The reports mirrored better-than-estimated earnings from the four largest U.S. banks during the past week. The six largest lenders that reported today set aside a combined $2.88 billion to cover loan losses, a 43 percent decrease from $5.03 billion a year earlier.
“The economy is still slow and sluggish, but it’s much better year-over-year,” said Stephen Steinour, chief executive officer of Huntington Bancshares Inc., which beat analysts’ estimates today with its second consecutive quarterly profit. “We actually expect credit quality to continue to improve through the second half. We’ve emerged out of a turnaround stage now.”
SunTrust climbed $1.27, or 5.7 percent, to $23.69 at 9:56 a.m. in New York Stock Exchange composite trading.

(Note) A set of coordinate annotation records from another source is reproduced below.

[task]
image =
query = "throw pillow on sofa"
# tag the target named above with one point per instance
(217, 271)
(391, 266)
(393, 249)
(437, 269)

Fifth Third jumped 6.5 percent, while KeyCorp increased 2.8 percent and PNC climbed 2.6 percent. Huntington advanced 4.6 percent. BB&T fell 5.6 percent.
Several of the banks said revenue may be hurt by the financial-overhaul bill that President Barack Obama signed into law yesterday. The law, which the Senate passed last week after more than a year of negotiations, establishes an independent consumer protection agency and limits fees on credit and debit cards.
PNC’s second-quarter net income more than tripled to $803 million, or $1.47 a share, from $207 million, or 14 cents, in the same period a year earlier, the Pittsburgh-based bank said in a statement today. Twenty-seven analysts surveyed by Bloomberg had an average profit estimate of $1.27 a share.
Excluding dividends on preferred shares, including those held by the U.S. Treasury’s bailout fund, SunTrust reported a profit of $12 million and Fifth Third posted earnings of $192 million. Those figures compared with losses of $183 million and $10 million a year earlier, respectively.
KeyCorp’s net income was $70 million, or 3 cents a share, compared with a net loss of $394 million, or 68 cents, in the year-earlier period, the Cleveland-based lender said today in a statement. The average estimate of 24 analysts surveyed by Bloomberg was a loss of 11 cents.
BB&T posted earnings of $224 million, up from $208 million a year earlier. Huntington recorded $48.8 million in net income, or 3 cents a share, compared with a loss of $125 million, or 40 cents, a year earlier, the company said in a statement today.
“The banking system showed with the numbers we just got that it has moved to a position of health,” Michael Holland, who oversees more than $4 billion as chairman of Holland & Co. in New York, said earlier this week. “The patient is fully recovered.”
BB&T said nonperforming assets decreased 3.1 percent, the first decline since the first quarter of 2006. At PNC, the sixth-largest U.S. bank by deposits, nonperforming loans dropped 8.3 percent from the first quarter to $5.28 billion, the first decline since the fourth quarter of 2006. Nonperforming assets fell by $465 million, or 7 percent, in the quarter to $6.1 billion.